As always, wrong ideas lead to wrong actions – such as the last decade of the West’s doomed attempts to refashion the Middle East in its own image. For the warmongers operate under a PC discipline that prevents them from seeing whence the danger really comes. That is, not from Islamism but from Islam.
The God of PC demands that we regard all religions as equal, and if one is to be denied an equal status it can only be Christianity. Yet Islam is an inherently and doctrinally aggressive creed that has been waging war on the West for the last 1,400 years. The actual physical manifestations of the conflict have been intermittent, as they always are in such prolonged confrontations. The 100 Years’ War, for example, didn’t feature 100 years of non-stop fighting – there were flare-ups followed by lulls. At the moment we’re living through a period of peak passions in the Islamic world.
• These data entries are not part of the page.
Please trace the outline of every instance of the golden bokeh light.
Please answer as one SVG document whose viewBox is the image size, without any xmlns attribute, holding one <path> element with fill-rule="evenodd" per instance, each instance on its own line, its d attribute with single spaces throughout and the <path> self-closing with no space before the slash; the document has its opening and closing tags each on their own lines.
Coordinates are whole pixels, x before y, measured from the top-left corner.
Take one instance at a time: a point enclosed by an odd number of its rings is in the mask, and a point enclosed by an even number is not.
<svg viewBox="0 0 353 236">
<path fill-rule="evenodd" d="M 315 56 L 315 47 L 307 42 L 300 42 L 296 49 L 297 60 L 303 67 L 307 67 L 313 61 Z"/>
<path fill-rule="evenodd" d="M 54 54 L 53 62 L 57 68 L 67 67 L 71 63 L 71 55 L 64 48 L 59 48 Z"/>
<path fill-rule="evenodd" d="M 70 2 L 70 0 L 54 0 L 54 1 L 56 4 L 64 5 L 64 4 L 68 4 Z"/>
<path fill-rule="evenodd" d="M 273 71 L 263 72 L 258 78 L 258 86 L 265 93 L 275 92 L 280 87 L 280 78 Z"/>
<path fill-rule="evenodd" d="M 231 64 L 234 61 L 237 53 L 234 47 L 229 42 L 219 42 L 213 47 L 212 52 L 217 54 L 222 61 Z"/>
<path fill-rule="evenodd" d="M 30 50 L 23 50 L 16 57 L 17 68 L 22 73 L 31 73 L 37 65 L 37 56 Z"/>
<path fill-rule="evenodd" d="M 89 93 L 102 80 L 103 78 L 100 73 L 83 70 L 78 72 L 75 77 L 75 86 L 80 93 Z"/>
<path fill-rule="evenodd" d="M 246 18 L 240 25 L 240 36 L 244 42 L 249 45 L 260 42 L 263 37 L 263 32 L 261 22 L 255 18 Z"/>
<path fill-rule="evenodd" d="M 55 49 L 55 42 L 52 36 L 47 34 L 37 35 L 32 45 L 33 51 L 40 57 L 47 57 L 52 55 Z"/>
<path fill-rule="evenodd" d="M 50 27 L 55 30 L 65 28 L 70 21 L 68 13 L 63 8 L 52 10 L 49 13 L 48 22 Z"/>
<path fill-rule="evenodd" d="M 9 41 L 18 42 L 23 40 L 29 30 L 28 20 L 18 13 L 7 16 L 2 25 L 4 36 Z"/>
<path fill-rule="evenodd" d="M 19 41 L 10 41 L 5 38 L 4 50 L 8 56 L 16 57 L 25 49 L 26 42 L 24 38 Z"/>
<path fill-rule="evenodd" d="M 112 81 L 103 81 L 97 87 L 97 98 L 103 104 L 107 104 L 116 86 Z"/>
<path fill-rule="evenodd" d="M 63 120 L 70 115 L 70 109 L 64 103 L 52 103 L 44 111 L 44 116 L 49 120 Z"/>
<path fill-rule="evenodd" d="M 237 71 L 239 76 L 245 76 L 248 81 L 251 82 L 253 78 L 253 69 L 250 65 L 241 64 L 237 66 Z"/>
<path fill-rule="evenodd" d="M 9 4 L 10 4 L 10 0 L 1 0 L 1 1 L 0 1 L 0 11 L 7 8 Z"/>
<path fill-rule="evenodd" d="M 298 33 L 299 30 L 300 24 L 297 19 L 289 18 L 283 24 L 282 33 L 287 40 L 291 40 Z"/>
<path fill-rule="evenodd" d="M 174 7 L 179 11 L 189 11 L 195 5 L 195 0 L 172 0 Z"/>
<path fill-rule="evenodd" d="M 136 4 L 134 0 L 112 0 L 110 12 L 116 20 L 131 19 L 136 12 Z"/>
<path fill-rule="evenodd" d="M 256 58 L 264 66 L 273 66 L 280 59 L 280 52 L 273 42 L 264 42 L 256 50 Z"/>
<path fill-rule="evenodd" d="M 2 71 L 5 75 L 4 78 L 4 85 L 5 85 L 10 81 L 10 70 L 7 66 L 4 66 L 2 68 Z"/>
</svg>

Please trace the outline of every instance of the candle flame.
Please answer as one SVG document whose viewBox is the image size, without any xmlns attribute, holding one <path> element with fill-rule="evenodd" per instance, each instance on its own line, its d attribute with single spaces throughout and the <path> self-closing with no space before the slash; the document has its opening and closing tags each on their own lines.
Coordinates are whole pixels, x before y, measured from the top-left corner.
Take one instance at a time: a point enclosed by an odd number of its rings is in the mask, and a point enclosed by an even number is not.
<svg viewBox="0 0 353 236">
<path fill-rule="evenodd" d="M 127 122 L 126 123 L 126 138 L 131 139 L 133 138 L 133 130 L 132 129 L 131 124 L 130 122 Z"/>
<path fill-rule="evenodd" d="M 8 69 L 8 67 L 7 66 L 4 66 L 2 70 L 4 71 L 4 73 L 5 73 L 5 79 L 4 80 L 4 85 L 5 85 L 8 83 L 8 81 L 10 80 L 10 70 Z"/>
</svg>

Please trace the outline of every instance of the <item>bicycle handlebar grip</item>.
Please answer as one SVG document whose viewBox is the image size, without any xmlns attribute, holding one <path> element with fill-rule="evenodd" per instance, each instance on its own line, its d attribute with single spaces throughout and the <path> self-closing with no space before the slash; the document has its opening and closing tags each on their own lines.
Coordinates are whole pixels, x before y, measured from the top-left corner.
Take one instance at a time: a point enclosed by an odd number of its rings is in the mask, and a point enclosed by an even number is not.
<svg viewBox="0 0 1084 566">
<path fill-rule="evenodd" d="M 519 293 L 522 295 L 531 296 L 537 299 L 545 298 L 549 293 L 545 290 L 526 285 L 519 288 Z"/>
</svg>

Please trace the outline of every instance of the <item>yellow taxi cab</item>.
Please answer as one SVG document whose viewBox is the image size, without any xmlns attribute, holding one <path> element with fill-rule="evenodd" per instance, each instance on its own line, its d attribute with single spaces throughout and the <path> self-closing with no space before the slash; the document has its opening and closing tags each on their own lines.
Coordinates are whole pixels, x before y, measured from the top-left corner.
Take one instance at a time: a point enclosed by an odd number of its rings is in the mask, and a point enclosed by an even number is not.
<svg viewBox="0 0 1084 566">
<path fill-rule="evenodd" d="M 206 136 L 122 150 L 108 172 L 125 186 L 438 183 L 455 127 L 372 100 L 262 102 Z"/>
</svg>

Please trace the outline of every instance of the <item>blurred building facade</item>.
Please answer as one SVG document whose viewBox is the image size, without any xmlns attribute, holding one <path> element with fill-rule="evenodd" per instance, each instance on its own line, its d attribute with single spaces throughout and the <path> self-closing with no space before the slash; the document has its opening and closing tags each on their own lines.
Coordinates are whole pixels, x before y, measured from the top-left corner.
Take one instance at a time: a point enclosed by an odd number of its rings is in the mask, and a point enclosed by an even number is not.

Obviously not every Muslim is a terrorist or even a West-hater. My guess is that most aren’t. But by the same token, no revolution in modern history was perpetrated by ‘the people’ as such – it was always carried out by a small cadre of a radical elite, typically intellectuals.
‘The people’ not only never promoted those revolutions actively, but they often withdrew even their tacit support. This goes for the English revolutions of the seventeenth century, the American and French ones of the eighteenth or the Russian and German ones of the twentieth.
Most Muslims may or may not sympathise with the radical elite acting in their name, but in either case they play no active role in the atrocities it commits. That, however, doesn’t exculpate Islam any more than the relatively small numbers of Bolshevik or Nazi revolutionaries exculpated their cannibalistic ideologies.
As a result of the West’s profound failure to assess the situation properly, it’s committing one gross folly upon another – all in the name of democracy, that bull’s head sitting on top of the neocon totem pole. All any group of wild-eyed murderers has to do to rate the West’s support is to declare its undying love for democracy.
It’s hard not to notice that throughout the so-called liberation of Iraq and Afghanistan, the Arab Spring and the current anti-Assad strife, such protestations happily co-existed with Islamist radicalism of the most fire-eating kind. By giving benevolently equal treatment to Islam and decrying Islamism, the West is actively complicit in strengthening the former by empowering the latter.
If, on the other hand, our leaders had enough brains and historical nous to realise how the pitta crumbles, they’d let the warring Islamic sects, the Sunni and the Shiite, get on with it. The more they fight one another, regardless of the slogans they inscribe on their green banners, the weaker Islam becomes – and the more secure we’ll feel.
As it is, the West has used the most radical Islamic elements to unseat the most secular, and therefore least Islamic, governments in the Middle East, those of Iraq, Egypt, Libya – with Syria soon to follow. That all the deposed governments were utterly disgusting doesn’t mask the stupidity of assuming that their ousters are any better.
In fact, we’ll soon find out that they’re much worse. Meanwhile, congratulations to Messrs Cameron and Hollande for their political victory. Or, to be more precise, for their defeat of sanity.